Throwback Thursday
Throwback Thursday: “Bad Labor – No Coffee Break” Movies
Hollywood is filled with movies honoring working people and labor unions. I like labor unions but not everyone does – and well, labor unions (or union leaders) haven’t always been perfect. On Labor Day, we ran a pro-labor list but to reflect that other viewpoint, this edition of Throwback Thursday focuses on a Labor Behaving Badly list – films about bad or crooked union bosses, strikes gone wrong, workers behaving badly, and even a few anti-union films.
On The Waterfront (1954)
This excellent drama from director Elia Kazan is the gold standard of this kind of film, with a corrupt union boss (Lee J. Cobb) who have become a virtual dictator, treating the union like his own little army to do his bidding. One man, Terry Malone (Marlon Brando), stands up to him and breaks the power of the boss. Bad behavior indeed, and one heck of a good movie.
Last Exit to Brooklyn (1989)
Union corruption, violence, drugs and prostitution – labor is keeping pretty bad company here. Set in a crime-ridden Brooklyn, it the lives of a mixed group of people struggling at the bottom of the economic ladder. Stars Jennifer Jason Leigh as a prostitute who falls in love with a client.
F.I.S.T. (1978)
Said to be a fictionalized version of Jimmy Hoffa’s rise to union power, Norman Jewison’s drama features Sylvester Stallone as Johnny Kovak, a man who joins the Teamsters union and works his way up, becoming more ruthless as he climbs. Not as stylish a film as Hoffa, and one thing is sure: Sylvester Stallone is no Jack Nicholson.
Waiting for Superman (2010)
Know what’s wrong with public schools? Huge class sizes? More spending on athletics than academics? School superintendents getting huge salaries? Naw, it’s teachers unions! High schools really DO need a principal and two vice principals for every grade, plus an executive principal for the whole school.

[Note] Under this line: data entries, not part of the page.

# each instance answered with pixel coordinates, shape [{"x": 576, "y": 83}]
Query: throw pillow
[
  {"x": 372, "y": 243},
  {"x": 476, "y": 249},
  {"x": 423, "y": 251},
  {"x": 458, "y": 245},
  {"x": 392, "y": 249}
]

I’m All Right, Jack (1959)
The Brits had problems with complacent, bloated unions and corrupt union leaders in the post-WWII years too, but this film tackles that issue by going the mocking, cynical humor instead of “On The Waterfront’s” drama. Peter Sellers plays goofy Fred Kite, a dimwitted union leader who adores the Soviet Union and believes his workers should do as little work as possible. The strike was actually deliberately provoked. as away to raise his price on a lucrative military contract. More a case of dumb union leaders rather than corruption.
Blue Collar (1978)
Union corruption is the theme here, clearly in the vein of “On the Waterfront.” Three Detroit auto workers (Richard Pryor, Harvey Keitel and Yaphet Kotto), unhappy with both management and the union, decide to break in a local union office and rob it. The cash amount in the safe is disappointingly small but they find something else – documents suggesting links to organized crime and other signs of union leader corruption.
Billy Elliot (2000)
The main story of this film is about a working-class boy who does something unexpected by falling in love with ballet, but the backdrop is Northeast England during the 1984-85 coal miners strike. Local miners went on strike, trying to prevent the shutdown of the mines by Prime Minister Margaret Thatcher, but it all went wrong. In some areas, miners kept working, the union failed to take a vote at the national level, and many other unions didn’t support the striking miners union. The failure of the strike was a major blow to unions in Britain, Britain went from 174 mines in 1983 to 6 in 2009, many of the mining towns vanished, and Britain now imports most of its coal.
North Country (2005)
Neither management or union officials look good in this fictionalized film based of the efforts of several real women in the ’70s and ’80s, who dared to want to work jobs in formerly men-only industries. Charlize Theron plays the beleaguered composite character, a single mother drawn to that bigger paycheck for “men’s work” and outside the low-paid “pink collar” fields. Management is sexist, co-workers are abusive and the union does nothing to help.
The Molly Maguires (1970)
In the pre-union years of the Industrial Revolution, both bosses and workers could get pretty bare-knuckled to get what they wanted. Based on a true story, this film about Pennsylvania coal miners features a thuggish proto-union group, the Molly Maguires, led by Jack Kehoe (Sean Connery), battling the company for better pay and decent working conditions. Unlike actual unions, the Molly Maguires don’t mind breaking equipment, heads or laws. But the bosses play tough too – they call in the Pinkertons and things get bloody. The film is directed by Martin Ritt, who also directed “Norma Rae.”
Won’t Back Down (2012)
Kind of a fictional version of “Waiting for Superman,” with two moms (Maggie Gyllenhaal and Viola Davis) deciding the teachers union is to blame for their failing school. However, in this version, the corrupt teachers union is working with a corrupt school board to make everything bad for students. But the solution is the same as “Waiting for Superman” – privatized public “charter” schools, which actually, on average, have the same success rate as regular public schools or worse. As this film sees it, good teachers are on call 24/7 and don’t expect to be paid for their work – they just do it for the love of their students.